Named Entity Recognition (NER) is the process of identifying specific groups of words which share common semantic characteristics. Consider organization names for instance. They may show superficial differences in the way they look but all convey the same type of information. They also usually appear in comparable contexts. Same with person names, locations or expressions of time.
Finding this type of information helps improving search results and document classification. It is also the corner stone for other Natural Language Processing (NLP) techniques such as Named Entity Disambiguation, which is the task of linking different occurrences to the same entity. For instance, “Mr Page”, “L. Page” or “Page, Larry” would all point to the same canonical entity, “Larry Page”.
NER is sometimes considered a solved problem. At the very least, we can say that indeed, well-trained systems reach extremely high scores, almost comparable to human performance. Techniques evolved from rule-based systems, to statistical models such as CRFs or Maximum Entropy to Neural Nets, consistently bridging the gap with human efficiency. Why bother writing a blog entry about it then?
NER has become more of a data problem than an algorithm problem
Training an NER engine requires appropriate and annotated data.
Appropriate refers to the domain of the documents. Law firms produce different documents than medical firms and these are also different from newspaper articles. The training corpus needs to match the type of document you want to analyse.
Annotated refers to the fact that named entities must be identified in the training set, and these annotations must be reliable to produce a well-performing engine.
Producing training sets is the costly part of creating an NER engine. It involves a considerable amount of human labour. We should always keep in mind that many machine learning techniques ultimately rely on data composed by humans, be it image recognition, machine translation or of course, NER.
The academic world produces such training sets for evaluation campaigns, but these are not always relevant to your domain or language. These datasets are often reused for several years while the algorithms get more efficient.
Therefore, we are facing a data problem rather than an algorithm problem. Algorithms will evolve and improve overtime, but they will always rely on high-quality training material that is difficult and costly to produce.
Finding the needles in the haystack
This is where the haystack and the unknown amount of needles metaphor kicks in and we should say a word about how you evaluate an NER engine (or any other classification engine).
You need to consider two factors, precision and recall. Precision indicates whether an engine is efficient at recognizing needles. Recall indicates whether the engine found all the needles in the haystack.
The recall is also the most difficult part of the challenge. Unless you examine every single document in detail, you cannot know how many needles they contain.
Let’s say there are 100 needles in your haystack. If the engine finds 1 needle, its precision will be of 100% as it did not make any mistake, but its recall will be of 1%, since it overlooked 99 needles.
If the engine picks up the whole haystack, its recall will be of 100% – it did find all the needles – but its precision will be close to zero, since it also picked up everything else. You need to find a balance between the two.
To produce a meaningful score, precision and recall need to be combined. We do so by calculating the F-Measure (also known as harmonic mean) between precision and recall. The higher the F-Measure, the better the engine.
ProcessMaker IDP’s solution
ProcessMaker IDP is an intelligent content management solution. We offer innovative solutions for unstructured data management, and NER is part of the larger chain of Machine Learning technologies that we use.
We need to produce relevant and reliable annotations for each customer efficiently in terms of time and cost. Manually annotating thousands of documents for each customer is not an option.

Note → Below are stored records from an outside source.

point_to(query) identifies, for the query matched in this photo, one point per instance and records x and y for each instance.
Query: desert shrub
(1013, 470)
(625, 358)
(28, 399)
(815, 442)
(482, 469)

To do so, we rely on a semi-supervised approach.
We developed pattern-matching rules to match elements in the documents. Pattern-matching rules are very efficient at identifying entities precisely, while they will skip many more ambiguous entities. In other words, their precision is extremely high while their recall is low. Dictionaries are also used to further enhance the precision. The entities discovered within each document are then reused to annotate the whole corpus automatically.
This is the supervised part of the training, and at this point our precision is extremely high.
To improve on the recall, an NER engine is trained on the data annotated using rules. We will then perform NER on the same data again. The extra entities discovered by the engine are then used to reannotate the same data and train the engine again until it stabilizes.
This is the unsupervised part of the training.
Unfortunately, we cannot completely escape from manual annotation. But instead of annotating a whole corpus, it is sufficient to annotate only a small part that will become our evaluation standard. The trained engine will be applied to the evaluation set and the results compared to the manual annotations. We constantly produce over 90% efficiency on different Dutch corpora.
This approach enables us to bootstrap NER engines efficiently in a matter of hours instead of weeks.
The next step
After being deployed, the life-cycle of an engine is not over yet. It will still make mistakes or overlook entities that present new features.
In these cases, the human expertise is invaluable, and engines can benefit from such feedback. We want to enable a better machine-human expert cooperation.
To do so we introduce ProcessMaker IDP Interactive Learning, an integrated interface that will let human experts correct the outputs of our engines, with instant feedback loops for NER.